Once upon a time this wall completely cut off Panama City’s Casco Viejo, and in front of it there was a moat. There was a drawbridge that was hauled up at the end of each day. By custom the only black people allowed to stay in the neighborhood were domestic servants and government workers – some of the latter being cops. Photo by Eric Jackson.
168 years ago today…
by Eric Jackson
Back then, slavery – never a strict color-line thing here – had only been formally abolished for five years, and five years had yet to come before the United States burst into sectional warfare that was the most awful calamity, still denied by much of the mainstream US culture and largely ignored by the rest.
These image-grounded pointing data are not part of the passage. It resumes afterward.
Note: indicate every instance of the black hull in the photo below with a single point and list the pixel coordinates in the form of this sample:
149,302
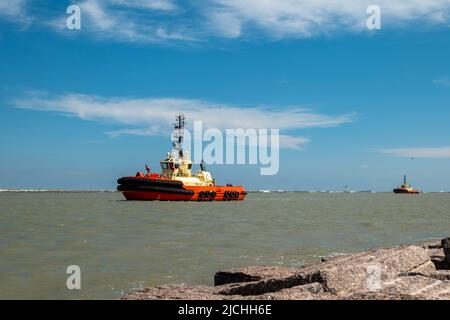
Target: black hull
172,190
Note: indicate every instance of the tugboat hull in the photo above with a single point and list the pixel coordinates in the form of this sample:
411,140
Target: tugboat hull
145,189
403,191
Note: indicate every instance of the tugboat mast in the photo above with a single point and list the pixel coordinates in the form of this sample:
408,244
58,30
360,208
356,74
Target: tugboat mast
179,134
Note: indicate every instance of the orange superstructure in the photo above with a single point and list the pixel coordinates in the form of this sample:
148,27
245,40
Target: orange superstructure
176,182
405,188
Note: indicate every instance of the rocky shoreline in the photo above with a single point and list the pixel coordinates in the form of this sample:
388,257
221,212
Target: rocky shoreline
419,271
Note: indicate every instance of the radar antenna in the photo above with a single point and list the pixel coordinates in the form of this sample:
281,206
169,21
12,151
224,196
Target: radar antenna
178,134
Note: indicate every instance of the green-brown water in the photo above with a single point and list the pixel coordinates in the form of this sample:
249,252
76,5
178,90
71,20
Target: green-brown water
123,245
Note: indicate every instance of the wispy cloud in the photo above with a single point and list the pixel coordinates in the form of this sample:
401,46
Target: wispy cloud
306,18
15,10
133,21
150,21
434,153
442,81
154,116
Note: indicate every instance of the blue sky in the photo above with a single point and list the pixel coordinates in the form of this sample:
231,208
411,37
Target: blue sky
79,108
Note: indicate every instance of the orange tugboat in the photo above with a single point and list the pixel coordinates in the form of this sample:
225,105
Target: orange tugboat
176,182
406,188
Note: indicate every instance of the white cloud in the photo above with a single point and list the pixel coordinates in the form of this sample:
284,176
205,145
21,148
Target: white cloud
147,116
15,10
434,153
150,21
123,20
305,18
163,5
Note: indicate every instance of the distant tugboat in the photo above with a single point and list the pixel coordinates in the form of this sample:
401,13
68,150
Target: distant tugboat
406,188
176,181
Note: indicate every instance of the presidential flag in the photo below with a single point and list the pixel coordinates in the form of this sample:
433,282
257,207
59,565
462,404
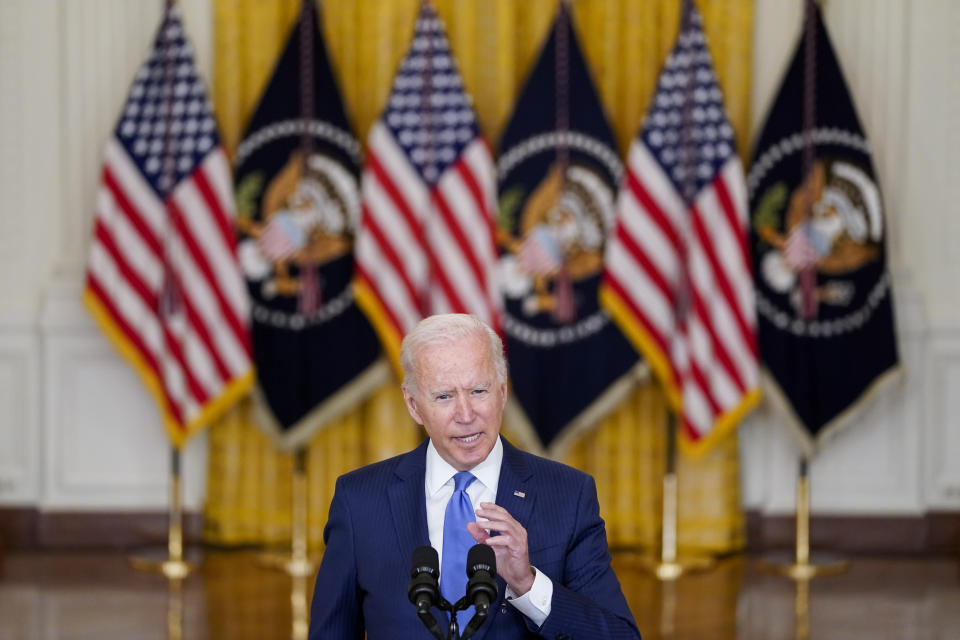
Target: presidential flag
824,303
162,280
558,173
426,242
677,269
298,198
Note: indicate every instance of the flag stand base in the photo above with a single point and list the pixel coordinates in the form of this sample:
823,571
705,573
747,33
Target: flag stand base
296,564
174,566
669,567
802,566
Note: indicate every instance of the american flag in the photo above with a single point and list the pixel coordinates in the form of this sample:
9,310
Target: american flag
163,280
426,239
677,269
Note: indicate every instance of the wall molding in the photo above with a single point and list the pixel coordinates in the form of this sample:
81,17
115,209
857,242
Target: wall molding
935,532
29,528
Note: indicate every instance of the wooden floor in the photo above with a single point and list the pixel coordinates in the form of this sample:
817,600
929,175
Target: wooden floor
96,596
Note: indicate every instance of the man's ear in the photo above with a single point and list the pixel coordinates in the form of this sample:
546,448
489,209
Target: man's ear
411,404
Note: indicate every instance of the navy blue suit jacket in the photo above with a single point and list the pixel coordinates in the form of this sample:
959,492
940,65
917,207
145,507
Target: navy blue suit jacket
378,516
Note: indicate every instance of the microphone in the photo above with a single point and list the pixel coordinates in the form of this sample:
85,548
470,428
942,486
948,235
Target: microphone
423,590
482,585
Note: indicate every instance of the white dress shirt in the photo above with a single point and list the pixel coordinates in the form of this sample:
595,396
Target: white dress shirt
438,485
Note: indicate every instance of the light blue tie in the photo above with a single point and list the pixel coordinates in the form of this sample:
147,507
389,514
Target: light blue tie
456,542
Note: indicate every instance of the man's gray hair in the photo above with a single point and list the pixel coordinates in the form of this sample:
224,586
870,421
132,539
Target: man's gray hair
445,329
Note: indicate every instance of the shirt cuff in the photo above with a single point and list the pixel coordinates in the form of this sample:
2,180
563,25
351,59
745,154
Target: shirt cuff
535,604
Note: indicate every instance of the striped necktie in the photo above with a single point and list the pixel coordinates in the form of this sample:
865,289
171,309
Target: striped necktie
456,542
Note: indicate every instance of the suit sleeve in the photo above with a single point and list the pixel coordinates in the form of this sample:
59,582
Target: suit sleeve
588,602
336,611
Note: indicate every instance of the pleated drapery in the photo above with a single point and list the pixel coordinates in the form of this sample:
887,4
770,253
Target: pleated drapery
494,42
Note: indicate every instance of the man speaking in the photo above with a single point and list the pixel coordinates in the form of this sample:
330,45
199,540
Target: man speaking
466,485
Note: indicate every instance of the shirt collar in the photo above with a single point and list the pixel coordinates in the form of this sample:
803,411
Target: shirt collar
439,471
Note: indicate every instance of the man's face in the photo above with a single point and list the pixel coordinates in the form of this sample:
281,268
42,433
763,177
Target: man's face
458,400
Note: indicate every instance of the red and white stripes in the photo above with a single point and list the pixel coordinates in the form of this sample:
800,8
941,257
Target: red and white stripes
142,249
423,250
682,280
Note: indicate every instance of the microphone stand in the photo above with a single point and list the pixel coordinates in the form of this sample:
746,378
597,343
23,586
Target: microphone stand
453,628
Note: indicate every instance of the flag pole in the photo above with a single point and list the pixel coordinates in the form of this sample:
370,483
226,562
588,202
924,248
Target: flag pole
804,566
174,567
669,566
296,564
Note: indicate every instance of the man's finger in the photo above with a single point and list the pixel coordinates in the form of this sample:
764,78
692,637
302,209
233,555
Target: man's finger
477,531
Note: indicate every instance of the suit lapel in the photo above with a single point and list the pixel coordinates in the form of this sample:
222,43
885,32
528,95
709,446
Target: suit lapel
408,502
515,494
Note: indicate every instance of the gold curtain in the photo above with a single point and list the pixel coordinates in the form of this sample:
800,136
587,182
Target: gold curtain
494,42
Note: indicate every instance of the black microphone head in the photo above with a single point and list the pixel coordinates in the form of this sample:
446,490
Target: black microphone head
481,558
425,560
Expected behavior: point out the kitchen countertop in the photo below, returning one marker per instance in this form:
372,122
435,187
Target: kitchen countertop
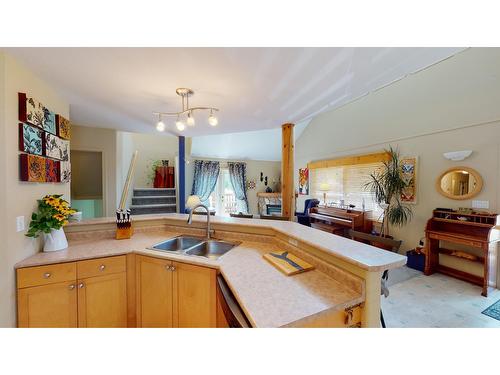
269,298
362,255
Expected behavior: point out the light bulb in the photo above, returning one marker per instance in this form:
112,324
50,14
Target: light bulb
212,120
190,120
160,126
180,125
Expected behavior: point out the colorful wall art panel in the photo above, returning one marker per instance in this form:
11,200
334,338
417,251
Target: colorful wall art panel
409,172
30,110
304,181
56,147
52,170
49,121
65,171
32,168
63,127
31,139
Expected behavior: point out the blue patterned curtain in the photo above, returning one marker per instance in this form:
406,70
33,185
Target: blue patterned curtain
205,178
238,177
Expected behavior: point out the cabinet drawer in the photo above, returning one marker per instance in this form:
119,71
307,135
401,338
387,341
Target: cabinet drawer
43,275
101,266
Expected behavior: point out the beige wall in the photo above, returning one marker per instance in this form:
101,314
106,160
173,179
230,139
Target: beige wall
272,169
86,138
448,107
18,198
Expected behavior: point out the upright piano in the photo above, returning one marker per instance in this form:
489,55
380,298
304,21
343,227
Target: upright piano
337,220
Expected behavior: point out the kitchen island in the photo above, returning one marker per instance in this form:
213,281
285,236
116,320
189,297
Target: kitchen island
346,278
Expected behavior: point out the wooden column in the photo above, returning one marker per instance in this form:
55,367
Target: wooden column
287,188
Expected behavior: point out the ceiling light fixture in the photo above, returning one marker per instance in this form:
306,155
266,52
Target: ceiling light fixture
185,93
160,125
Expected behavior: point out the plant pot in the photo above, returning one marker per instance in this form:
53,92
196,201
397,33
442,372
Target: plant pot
55,240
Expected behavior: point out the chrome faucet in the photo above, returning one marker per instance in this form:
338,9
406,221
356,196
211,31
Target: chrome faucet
190,219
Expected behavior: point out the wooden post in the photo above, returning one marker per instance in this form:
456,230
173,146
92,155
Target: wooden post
287,188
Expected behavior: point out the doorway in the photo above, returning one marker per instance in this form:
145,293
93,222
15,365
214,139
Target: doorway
87,183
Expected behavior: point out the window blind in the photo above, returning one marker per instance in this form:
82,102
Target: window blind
347,183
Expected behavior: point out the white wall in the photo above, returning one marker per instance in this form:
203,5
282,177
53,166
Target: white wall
18,198
450,106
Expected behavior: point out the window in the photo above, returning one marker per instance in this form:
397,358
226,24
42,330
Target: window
347,183
223,199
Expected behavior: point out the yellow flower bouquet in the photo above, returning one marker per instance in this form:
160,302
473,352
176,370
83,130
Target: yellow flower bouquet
53,213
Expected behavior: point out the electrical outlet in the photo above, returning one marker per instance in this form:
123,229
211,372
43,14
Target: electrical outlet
20,223
481,204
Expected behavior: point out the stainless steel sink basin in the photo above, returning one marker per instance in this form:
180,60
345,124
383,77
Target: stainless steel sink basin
211,249
177,243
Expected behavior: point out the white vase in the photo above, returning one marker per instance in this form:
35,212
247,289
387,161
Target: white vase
55,240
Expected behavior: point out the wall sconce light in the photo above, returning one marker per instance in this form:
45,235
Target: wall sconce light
457,155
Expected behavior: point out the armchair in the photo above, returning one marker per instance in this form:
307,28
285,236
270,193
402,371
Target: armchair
303,217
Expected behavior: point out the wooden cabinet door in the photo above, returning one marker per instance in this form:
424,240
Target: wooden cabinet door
195,296
48,306
154,292
102,301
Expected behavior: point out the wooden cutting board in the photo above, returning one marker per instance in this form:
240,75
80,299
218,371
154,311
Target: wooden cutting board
292,265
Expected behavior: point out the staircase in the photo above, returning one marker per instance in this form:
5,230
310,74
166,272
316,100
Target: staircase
153,201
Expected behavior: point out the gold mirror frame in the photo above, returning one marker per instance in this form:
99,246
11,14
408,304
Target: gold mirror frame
473,172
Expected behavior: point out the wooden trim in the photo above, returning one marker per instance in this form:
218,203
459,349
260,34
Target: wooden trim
473,172
287,170
350,160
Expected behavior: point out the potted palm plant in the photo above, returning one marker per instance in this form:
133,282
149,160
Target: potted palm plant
53,213
387,185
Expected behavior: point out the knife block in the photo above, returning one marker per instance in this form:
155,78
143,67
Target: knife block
124,231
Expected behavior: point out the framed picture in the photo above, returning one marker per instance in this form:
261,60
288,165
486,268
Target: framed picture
52,170
56,148
63,127
409,172
30,110
31,139
304,181
49,121
32,168
65,171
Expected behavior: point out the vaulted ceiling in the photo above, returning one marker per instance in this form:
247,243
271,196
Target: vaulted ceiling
255,88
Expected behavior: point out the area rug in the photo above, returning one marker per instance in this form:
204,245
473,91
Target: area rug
493,311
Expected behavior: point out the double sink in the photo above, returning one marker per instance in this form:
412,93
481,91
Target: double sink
187,245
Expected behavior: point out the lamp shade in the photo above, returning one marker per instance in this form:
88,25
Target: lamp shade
324,187
192,201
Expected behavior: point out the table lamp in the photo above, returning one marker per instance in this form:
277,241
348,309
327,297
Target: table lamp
324,187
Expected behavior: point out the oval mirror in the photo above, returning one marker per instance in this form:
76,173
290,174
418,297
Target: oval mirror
459,183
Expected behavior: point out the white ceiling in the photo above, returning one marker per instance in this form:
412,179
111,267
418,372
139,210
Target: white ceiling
255,88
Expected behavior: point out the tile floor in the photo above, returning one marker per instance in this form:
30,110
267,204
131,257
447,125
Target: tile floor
418,301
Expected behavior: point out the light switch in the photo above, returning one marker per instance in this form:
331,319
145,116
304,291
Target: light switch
481,204
20,223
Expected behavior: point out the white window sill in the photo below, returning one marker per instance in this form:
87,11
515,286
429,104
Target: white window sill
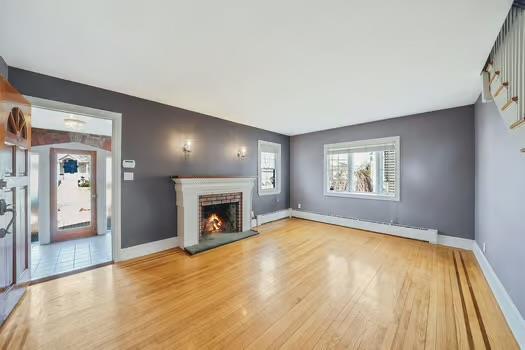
362,196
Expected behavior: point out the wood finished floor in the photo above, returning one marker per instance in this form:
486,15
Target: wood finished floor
298,285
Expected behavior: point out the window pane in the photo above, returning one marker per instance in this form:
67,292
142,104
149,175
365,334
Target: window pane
338,172
361,168
268,167
363,171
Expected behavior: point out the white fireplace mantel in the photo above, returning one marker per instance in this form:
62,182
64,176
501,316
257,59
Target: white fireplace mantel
188,190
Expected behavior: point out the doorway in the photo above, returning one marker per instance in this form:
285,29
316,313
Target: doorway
74,221
73,194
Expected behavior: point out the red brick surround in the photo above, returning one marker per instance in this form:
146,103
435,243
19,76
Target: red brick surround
221,198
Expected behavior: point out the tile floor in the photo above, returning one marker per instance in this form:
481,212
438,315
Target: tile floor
55,258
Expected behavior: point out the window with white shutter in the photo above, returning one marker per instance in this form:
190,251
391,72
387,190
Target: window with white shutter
269,168
363,169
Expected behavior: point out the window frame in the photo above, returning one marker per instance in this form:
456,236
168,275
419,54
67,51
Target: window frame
263,146
396,140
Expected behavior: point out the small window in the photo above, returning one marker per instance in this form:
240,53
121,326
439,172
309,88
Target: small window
363,169
269,168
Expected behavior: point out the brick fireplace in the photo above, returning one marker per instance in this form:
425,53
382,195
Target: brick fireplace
199,198
219,213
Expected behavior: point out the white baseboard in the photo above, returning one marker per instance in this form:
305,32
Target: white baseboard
429,235
456,242
276,215
148,248
510,311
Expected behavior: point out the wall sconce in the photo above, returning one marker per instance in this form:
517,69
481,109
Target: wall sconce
187,149
241,153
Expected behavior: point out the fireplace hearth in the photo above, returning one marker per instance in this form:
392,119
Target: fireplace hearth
198,199
220,213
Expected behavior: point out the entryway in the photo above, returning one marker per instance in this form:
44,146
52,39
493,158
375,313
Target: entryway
72,165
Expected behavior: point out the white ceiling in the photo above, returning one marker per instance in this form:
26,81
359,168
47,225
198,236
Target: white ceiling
287,66
54,120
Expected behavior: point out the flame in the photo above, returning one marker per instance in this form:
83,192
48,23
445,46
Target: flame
213,224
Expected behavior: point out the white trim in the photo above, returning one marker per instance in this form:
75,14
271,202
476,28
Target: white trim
422,234
273,216
277,147
396,140
116,155
455,242
510,311
148,248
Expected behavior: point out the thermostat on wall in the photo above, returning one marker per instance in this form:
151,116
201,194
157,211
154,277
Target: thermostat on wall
128,163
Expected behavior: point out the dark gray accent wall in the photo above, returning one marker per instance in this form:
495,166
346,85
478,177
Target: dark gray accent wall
500,200
437,172
3,68
153,135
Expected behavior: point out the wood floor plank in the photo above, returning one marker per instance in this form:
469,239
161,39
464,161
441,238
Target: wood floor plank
298,285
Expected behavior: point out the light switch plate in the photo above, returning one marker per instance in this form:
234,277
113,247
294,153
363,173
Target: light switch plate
128,163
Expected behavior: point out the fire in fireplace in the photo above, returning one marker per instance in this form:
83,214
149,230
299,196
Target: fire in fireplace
220,213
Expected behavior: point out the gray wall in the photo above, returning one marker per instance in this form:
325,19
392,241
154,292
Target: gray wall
153,134
437,172
500,198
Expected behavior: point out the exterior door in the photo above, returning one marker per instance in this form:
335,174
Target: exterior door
15,140
73,194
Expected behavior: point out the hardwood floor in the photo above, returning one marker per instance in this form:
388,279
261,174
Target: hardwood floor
298,285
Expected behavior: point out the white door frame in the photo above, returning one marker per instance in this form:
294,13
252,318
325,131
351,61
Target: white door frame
116,155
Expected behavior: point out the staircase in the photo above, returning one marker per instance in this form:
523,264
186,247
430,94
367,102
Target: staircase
504,74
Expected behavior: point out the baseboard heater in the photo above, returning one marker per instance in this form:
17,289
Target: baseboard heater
422,234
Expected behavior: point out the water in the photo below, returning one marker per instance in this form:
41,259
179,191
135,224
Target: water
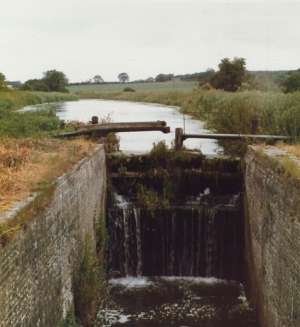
175,301
201,240
124,111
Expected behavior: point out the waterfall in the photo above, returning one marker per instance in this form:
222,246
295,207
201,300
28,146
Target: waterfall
204,240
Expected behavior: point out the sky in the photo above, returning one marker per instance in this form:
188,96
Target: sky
145,37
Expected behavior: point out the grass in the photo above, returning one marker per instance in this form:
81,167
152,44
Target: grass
13,100
223,112
176,85
287,163
32,165
28,124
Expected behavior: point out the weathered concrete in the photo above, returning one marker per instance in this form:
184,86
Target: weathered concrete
273,237
37,267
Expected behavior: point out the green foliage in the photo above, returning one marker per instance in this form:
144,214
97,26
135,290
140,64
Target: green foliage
38,123
53,81
123,77
56,81
35,85
164,77
87,285
231,74
292,83
70,321
147,198
177,85
25,124
3,85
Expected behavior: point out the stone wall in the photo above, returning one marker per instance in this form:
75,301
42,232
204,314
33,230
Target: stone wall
273,237
37,267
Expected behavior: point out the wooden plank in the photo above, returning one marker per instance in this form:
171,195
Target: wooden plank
235,136
104,129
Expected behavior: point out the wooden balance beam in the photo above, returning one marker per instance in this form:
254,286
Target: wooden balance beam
180,137
100,130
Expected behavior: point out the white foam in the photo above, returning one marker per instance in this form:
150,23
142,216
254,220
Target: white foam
131,282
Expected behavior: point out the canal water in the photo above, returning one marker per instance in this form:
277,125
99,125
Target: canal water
167,295
124,111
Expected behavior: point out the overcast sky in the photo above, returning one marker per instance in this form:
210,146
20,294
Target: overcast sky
145,37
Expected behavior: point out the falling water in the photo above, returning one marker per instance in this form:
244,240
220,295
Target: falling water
177,241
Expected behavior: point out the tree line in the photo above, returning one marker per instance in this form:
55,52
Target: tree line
231,76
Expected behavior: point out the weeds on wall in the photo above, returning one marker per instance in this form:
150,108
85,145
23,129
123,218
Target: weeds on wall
86,285
70,321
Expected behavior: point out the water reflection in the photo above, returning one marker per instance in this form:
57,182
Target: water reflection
122,111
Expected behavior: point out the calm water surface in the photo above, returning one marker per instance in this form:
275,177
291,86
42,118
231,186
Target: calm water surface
124,111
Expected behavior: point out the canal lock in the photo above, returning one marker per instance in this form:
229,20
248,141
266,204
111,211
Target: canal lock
175,252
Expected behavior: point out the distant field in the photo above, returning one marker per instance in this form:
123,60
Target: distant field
144,87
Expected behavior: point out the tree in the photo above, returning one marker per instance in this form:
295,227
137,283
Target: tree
164,77
231,74
123,77
98,79
56,81
292,83
3,85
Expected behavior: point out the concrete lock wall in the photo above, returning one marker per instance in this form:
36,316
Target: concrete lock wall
273,242
37,267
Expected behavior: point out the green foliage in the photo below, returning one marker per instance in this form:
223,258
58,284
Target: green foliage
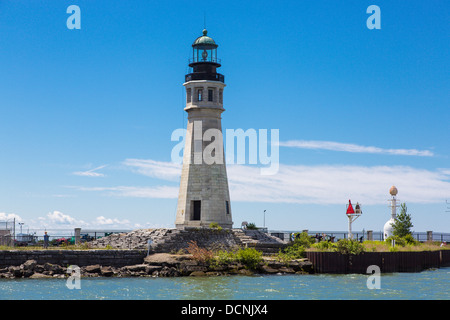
249,257
225,257
215,225
402,225
252,226
303,239
402,241
409,239
324,246
346,246
295,251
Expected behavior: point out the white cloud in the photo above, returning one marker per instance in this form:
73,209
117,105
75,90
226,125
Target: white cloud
348,147
155,169
157,192
337,184
321,184
9,217
90,173
60,219
101,220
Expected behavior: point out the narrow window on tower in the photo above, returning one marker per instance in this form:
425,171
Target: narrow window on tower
188,95
210,95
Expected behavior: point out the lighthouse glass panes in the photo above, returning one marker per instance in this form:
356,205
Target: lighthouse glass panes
204,54
210,95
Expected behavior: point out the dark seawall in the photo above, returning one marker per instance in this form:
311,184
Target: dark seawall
115,258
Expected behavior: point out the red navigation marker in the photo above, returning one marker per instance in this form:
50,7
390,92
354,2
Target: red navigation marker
350,208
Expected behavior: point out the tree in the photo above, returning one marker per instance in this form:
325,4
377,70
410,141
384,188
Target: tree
402,225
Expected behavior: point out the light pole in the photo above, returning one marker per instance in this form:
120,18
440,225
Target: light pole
264,218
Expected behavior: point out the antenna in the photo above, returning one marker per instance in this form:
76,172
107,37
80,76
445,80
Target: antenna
204,19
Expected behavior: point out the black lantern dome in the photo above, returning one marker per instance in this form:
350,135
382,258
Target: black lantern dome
204,61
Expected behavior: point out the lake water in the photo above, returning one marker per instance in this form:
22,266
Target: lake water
430,284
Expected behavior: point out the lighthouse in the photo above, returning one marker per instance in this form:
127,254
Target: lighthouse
204,194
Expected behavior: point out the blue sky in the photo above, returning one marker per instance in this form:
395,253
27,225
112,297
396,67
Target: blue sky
86,115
Back then – April 15, 1856 — there were these would-be American conquerors from the southern slave states, looking to imitate what had happened in Texas by conquering parts of Latin America and turning them into new slave states to affect the balance of power in the US Senate.
The most infamous of these men, called filibusters, was a “gray-eyed man of destiny,” William Walker. To have a Casco Viejo in which the only black people welcome at night were domestic servants must have looked like an attractive prospective capital of a new slave state to men like this. MOST of the Americans passing through here, however, were just on their way to California.
To the cruder Americans at a time when popular and legal US opinion was that black people had no rights that whites were bound to respect, a Panama without slavery was a place for constant insults and fights. It came to a head in April of 1856 in the slums outside the Casco Viejo walls, when a white American named Jack Oliver took it upon himself to argue about the price of a piece of watermelon with a black vendor, José Manuel Luna. The latter asserted his right to be paid a dime and the former introduced a pistol into the argument. When the smoke cleared dozens were dead and US forces invaded Panama not long afterward.
A shot was fired in the argument. Nobody was hit, but a crowd gathered and someone began to ring the bell at the Santa Ana Catholic Church, which attracted an even bigger crowd. The Americans fled back to the old train station, which is no longer used for that purpose but is on Plaza Cinco de Mayo. The governor – this was part of the Republic of New Granada then – sent in the police to protect the Americans.
But as the cops arrived in formation, accompanied by the governor, all the Americans saw was a formation of black men with guns. The Americans opened fire on the cops and the governor and police withdrew. An angry mob surged to the station and around 60 people, most of them Americans, were killed.
Back in the States racially charged, inflammatory press stories were published and soon Washington sent in the Marine Corps to collect an indemnity from New Granada for wrongful deaths and injuries, and property losses to the Americans among the casualties. Uncle Sam didn’t reimburse Mr. Luna for his watermelon slice.
American press depiction of the event in Frank Leslie’s Illustrated Newspaper, May 1856, as in black savages attack innocent Americans. Today’s MAGA types would believe it, too.